India: Iron Ore Fines - Risk of Liquefaction
In the past few weeks three vessels have experienced serious cargo liquefaction problems after loading iron ore fines in Mangalore and Haldia. The iron ore fines were apparently loaded from open stockpiles which had been exposed to heavy rain. Two of the ships developed a severe list on passage and were subsequently beached.
The Code of Safe Practice of Solid Bulk Cargoes (BC Code) states that "cargoes which contain a certain proportion of small particles and a certain amount of moisture may liquefy". Various types of iron ore may fall into this category including iron ore fines, sinter feed and pellet feed.
The BC Code goes on to say that "a cargo shift caused by liquefaction may occur when the moisture content exceeds the transportable moisture limit (TML)". Moreover, "the shipper should provide the master or his representative with appropriate information on the cargo sufficiently in advance of loading" including in the case of cargoes which may liquefy "a certificate on the moisture content of the cargo and its transportable moisture limit".
Reports suggest that the certificates provided for the iron ore fines in question specified the moisture content of the cargo but not the TML. Since a cargo which may liquefy may only be carried if the moisture content is less than the TML, moisture content alone cannot be used to determine whether or not such a cargo is safe to load.

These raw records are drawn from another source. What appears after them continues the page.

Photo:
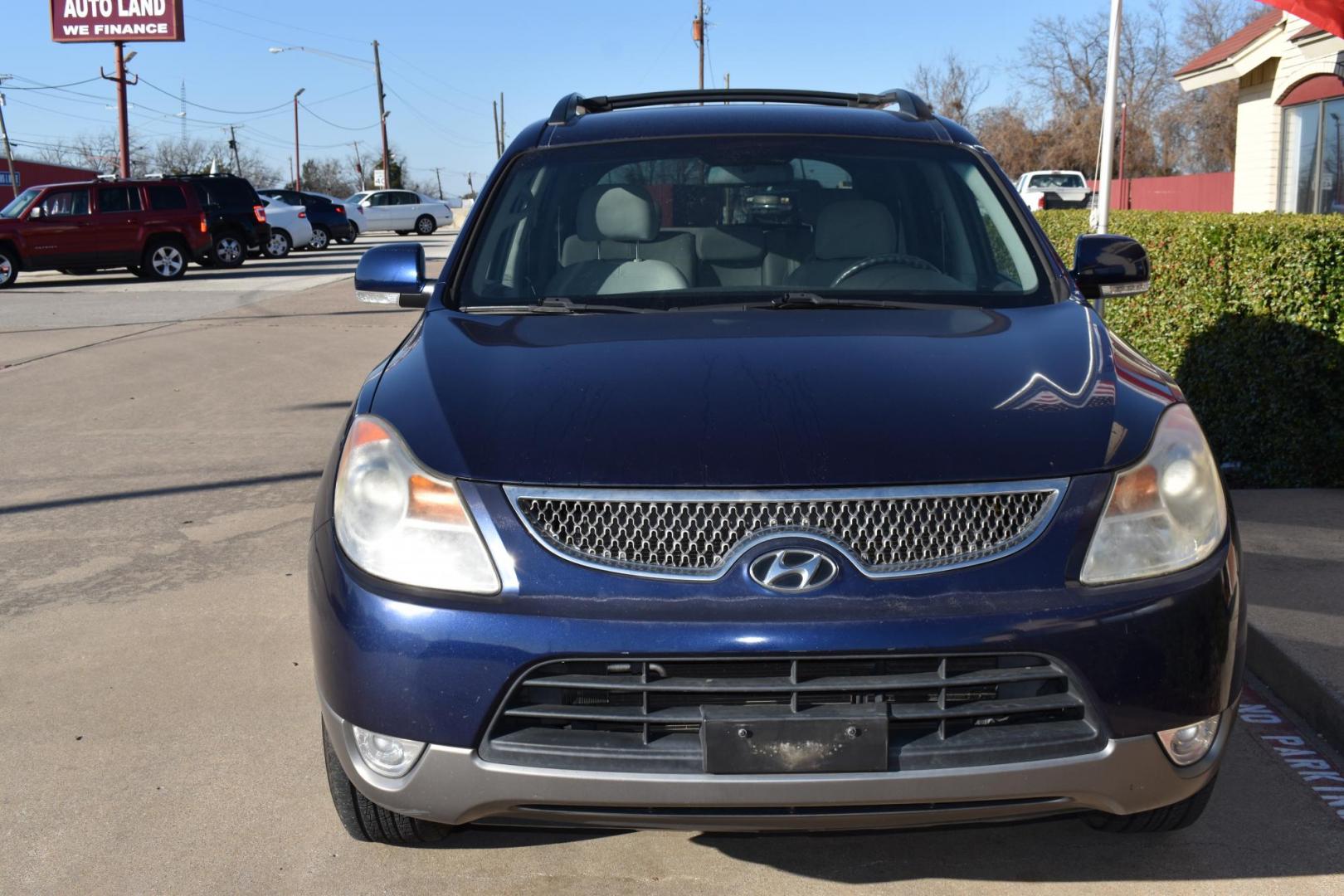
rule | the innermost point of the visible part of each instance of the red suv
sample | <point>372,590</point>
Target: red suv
<point>149,227</point>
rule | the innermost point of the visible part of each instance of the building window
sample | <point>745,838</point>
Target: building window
<point>1312,160</point>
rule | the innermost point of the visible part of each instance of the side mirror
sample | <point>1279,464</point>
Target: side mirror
<point>1107,266</point>
<point>392,275</point>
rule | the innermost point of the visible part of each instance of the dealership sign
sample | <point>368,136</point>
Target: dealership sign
<point>97,21</point>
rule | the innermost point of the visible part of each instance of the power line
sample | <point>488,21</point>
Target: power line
<point>223,112</point>
<point>332,123</point>
<point>73,84</point>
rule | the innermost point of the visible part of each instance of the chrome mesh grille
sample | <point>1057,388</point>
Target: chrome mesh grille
<point>888,533</point>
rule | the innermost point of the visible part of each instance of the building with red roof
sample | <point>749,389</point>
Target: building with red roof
<point>1289,77</point>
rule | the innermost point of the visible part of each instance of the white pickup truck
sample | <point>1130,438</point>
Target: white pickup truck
<point>1054,190</point>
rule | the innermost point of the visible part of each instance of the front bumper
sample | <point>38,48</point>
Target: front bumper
<point>455,786</point>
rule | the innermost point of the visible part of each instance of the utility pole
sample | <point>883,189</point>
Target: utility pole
<point>123,121</point>
<point>698,35</point>
<point>494,112</point>
<point>1124,128</point>
<point>382,117</point>
<point>8,151</point>
<point>233,145</point>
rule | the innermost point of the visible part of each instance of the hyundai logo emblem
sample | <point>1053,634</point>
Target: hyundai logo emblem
<point>793,570</point>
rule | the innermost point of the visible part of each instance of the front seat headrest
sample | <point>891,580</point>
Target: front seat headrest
<point>855,229</point>
<point>617,212</point>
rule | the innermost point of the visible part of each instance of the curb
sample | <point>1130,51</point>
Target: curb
<point>1304,694</point>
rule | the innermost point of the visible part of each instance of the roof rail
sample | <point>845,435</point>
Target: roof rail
<point>574,105</point>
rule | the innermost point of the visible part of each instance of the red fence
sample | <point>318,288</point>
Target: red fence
<point>1183,192</point>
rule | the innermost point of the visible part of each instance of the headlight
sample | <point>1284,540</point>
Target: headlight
<point>1164,514</point>
<point>402,523</point>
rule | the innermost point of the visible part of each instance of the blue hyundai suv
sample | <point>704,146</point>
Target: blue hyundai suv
<point>757,465</point>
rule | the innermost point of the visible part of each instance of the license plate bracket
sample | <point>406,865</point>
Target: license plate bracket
<point>845,739</point>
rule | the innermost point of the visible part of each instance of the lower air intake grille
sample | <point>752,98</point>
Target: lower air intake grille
<point>645,715</point>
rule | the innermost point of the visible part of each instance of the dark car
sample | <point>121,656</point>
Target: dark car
<point>236,215</point>
<point>851,518</point>
<point>151,227</point>
<point>325,214</point>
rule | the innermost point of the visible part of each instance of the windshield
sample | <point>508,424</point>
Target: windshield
<point>679,223</point>
<point>19,203</point>
<point>1069,182</point>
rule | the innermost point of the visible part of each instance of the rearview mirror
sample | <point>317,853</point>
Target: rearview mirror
<point>392,275</point>
<point>1108,266</point>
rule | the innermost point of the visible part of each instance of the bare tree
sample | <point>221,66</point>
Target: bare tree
<point>952,86</point>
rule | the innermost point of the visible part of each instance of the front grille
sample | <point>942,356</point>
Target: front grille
<point>645,715</point>
<point>886,533</point>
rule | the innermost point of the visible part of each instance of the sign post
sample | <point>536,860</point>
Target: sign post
<point>117,22</point>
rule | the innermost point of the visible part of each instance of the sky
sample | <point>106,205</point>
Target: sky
<point>444,61</point>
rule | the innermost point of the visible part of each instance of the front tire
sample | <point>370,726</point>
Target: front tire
<point>8,268</point>
<point>1155,821</point>
<point>279,245</point>
<point>321,238</point>
<point>366,820</point>
<point>163,260</point>
<point>229,250</point>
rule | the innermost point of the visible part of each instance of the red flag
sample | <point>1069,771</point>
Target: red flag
<point>1322,14</point>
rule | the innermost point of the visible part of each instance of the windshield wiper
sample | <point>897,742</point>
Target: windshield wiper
<point>812,299</point>
<point>554,305</point>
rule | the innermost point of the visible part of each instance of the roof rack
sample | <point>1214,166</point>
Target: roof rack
<point>574,105</point>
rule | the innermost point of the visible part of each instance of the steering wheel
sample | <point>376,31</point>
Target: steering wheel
<point>873,261</point>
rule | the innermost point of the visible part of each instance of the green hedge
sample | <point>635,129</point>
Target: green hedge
<point>1248,314</point>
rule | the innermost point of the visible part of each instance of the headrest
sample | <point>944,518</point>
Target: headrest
<point>617,212</point>
<point>730,245</point>
<point>855,229</point>
<point>739,175</point>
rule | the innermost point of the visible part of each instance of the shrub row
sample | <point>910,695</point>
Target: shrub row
<point>1248,314</point>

Although the requirements of the BC Code apply to all cargoes which may liquefy including mineral concentrates and other finely crushed ores, vessels calling at ports in India to load iron ore fines or similar commodities should exercise particular caution. If the shipper fails to provide the necessary certification before loading or if the vessel raises any concerns about the moisture content of the cargo following a visual inspection or a "can" test, the Club should be contacted for advice without delay.